Au début du XVIIIe siècle, la France procède à plusieurs réformes monétaires qui consistent à refrapper ou refondre d’anciennes pièces en augmentant leur valeur nominale. Cette pratique constitue une source importante de revenus pour l’Etat, mais pénalise la population. Les faux-monnayeurs profitent de ces réformes pour refrapper eux-mêmes des pièces et réaliser ainsi un confortable bénéfice allant de 10 à 50%. Cette activité illégale est pratiquée largement dans l’arc jurassien, et notamment à Neuchâtel. 350’000 faux louis d’or auraient été fabriqué dans la région entre 1704 et 1709.
Cette fausse monnaie en or comporte à l’avers le portrait du roi de France Louis XIV, la date de la frappe (1709) et la légende abrégée en latin: LVD XIIII DG – FR ET NAV REX, c’est-à-dire « Louis XIV, roi de France et de Navarre par la grâce de Dieu ». Le bas du visage est légèrement estompé en raison d’un défaut technique. Le revers comporte une croix formée de quatre doubles L surmontés de couronnes et séparés par des fleurs de lys. La légende mentionne CHRS REGN VINC IMP, c’est-à-dire « Le Christ règne, vainc et commande ». De légères variations stylistiques permettent de reconnaître une contrefaçon.
Il n’est pas possible de déterminer avec certitude le fabricant de ce faux louis. Mais à la même époque, en 1709, deux marchands neuchâtelois, Jacob Schaufelberg et David Bourgeois sont impliqués dans un vaste négoce de faux louis d’or. Ils collaborent avec deux bâlois, le banquier Jean Thélusson et l’orfèvre Jean-Jacques Schmied. Mais les neuchâtelois sont protégés par leurs familles (dont plusieurs membres siègent au Conseil d’Etat), ainsi que par le gouvernement bernois et par le roi de Prusse qui sont tous deux en conflit avec le roi de France.
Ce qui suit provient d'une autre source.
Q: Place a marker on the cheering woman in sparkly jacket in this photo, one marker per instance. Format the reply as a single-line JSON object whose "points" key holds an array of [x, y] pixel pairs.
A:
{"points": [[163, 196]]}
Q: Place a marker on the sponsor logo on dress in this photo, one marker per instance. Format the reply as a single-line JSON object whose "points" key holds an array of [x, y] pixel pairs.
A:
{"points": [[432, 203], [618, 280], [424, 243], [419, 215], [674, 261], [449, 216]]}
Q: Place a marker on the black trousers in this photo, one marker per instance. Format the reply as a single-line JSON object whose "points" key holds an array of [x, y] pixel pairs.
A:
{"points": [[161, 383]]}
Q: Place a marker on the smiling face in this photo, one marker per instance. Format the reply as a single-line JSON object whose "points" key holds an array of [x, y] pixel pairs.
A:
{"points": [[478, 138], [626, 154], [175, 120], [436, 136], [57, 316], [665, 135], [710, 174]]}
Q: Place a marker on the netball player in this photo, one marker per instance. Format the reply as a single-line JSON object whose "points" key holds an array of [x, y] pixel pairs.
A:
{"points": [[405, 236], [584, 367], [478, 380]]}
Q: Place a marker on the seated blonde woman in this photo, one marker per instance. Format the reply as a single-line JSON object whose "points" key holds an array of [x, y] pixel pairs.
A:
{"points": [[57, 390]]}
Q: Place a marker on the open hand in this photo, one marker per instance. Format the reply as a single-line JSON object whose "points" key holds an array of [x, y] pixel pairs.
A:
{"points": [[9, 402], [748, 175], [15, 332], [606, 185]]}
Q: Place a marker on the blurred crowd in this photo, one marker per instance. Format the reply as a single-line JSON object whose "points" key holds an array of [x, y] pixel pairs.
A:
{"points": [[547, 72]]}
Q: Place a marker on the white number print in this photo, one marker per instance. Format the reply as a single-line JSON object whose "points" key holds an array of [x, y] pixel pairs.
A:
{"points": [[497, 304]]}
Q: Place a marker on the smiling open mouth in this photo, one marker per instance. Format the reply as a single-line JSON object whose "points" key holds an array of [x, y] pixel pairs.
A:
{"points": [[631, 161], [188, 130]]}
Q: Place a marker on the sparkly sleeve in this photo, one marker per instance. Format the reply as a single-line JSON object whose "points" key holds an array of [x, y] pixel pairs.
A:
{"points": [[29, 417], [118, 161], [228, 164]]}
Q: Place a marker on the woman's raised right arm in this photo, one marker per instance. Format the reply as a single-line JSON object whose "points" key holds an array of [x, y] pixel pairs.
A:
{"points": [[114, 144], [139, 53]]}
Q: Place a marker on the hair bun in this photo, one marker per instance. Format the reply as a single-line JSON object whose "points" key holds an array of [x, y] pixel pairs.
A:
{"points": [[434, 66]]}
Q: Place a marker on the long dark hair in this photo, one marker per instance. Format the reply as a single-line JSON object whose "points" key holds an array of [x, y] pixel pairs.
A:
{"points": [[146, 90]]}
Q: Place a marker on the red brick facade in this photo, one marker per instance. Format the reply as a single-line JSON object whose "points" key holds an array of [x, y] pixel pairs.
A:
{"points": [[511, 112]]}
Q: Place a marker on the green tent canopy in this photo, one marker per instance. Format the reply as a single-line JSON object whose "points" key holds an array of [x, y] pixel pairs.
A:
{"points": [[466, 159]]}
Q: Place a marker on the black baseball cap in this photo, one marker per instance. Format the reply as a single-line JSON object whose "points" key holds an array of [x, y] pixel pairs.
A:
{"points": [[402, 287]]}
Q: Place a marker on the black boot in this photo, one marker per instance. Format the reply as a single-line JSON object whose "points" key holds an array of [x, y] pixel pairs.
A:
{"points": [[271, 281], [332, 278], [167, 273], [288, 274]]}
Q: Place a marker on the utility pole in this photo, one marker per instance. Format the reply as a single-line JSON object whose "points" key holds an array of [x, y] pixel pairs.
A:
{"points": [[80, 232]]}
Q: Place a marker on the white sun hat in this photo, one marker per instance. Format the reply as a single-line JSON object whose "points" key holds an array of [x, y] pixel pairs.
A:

Les importants bénéfices dégagés par ce commerce, pratiqué par de nombreux marchands et orfèvres neuchâtelois, participent à la prospérité financière de bien des familles.
Froidevaux, Charles ; Clairand, Arnaud, « L’industrie des fausses monnaies françaises au Pays de Neuchâtel », Musée neuchâtelois, 1999, pp. 173-212.
Froidevaux, Charles, Clairand, Arnaud, « Faux-monnayage et crises monétaires sous l’ancien régime », in : Faux – contrefaçons – imitations, Actes du quatrième colloque international du Groupe suisse pour l’étude des trouvailles monétaires, 2002, pp. 175.
Clairand, Arnaud, Froidevaux, Charles, « Vie « ordinaire » d’un faux-monnayeur suisse : Pierre Lemaître (env. 1661-env. 1717) », in : Faux – contrefaçons – imitations, Actes du quatrième colloque international du Groupe suisse pour l’étude des trouvailles monétaires, 2002, pp. 235-254.
Clairand, Arnaud, Froidevaux, Charles, « Carrés et procédés de fabrication de 350’000 faux louis d’or fabriqués en Suisse au début du XVIIIe siècle », Bulletin de la Société Française de Numismatique, 2000, pp. 132-144.
Thévenaz, Louis, Faussaires d’autrefois, la Chaux-de-Fonds, 1954.
Henry, Philippe, Crime, justice et société dans la Principauté de Neuchâtel au XVIIIe siècle (1708-1806), Neuchâtel, 1984, pp. 634-638.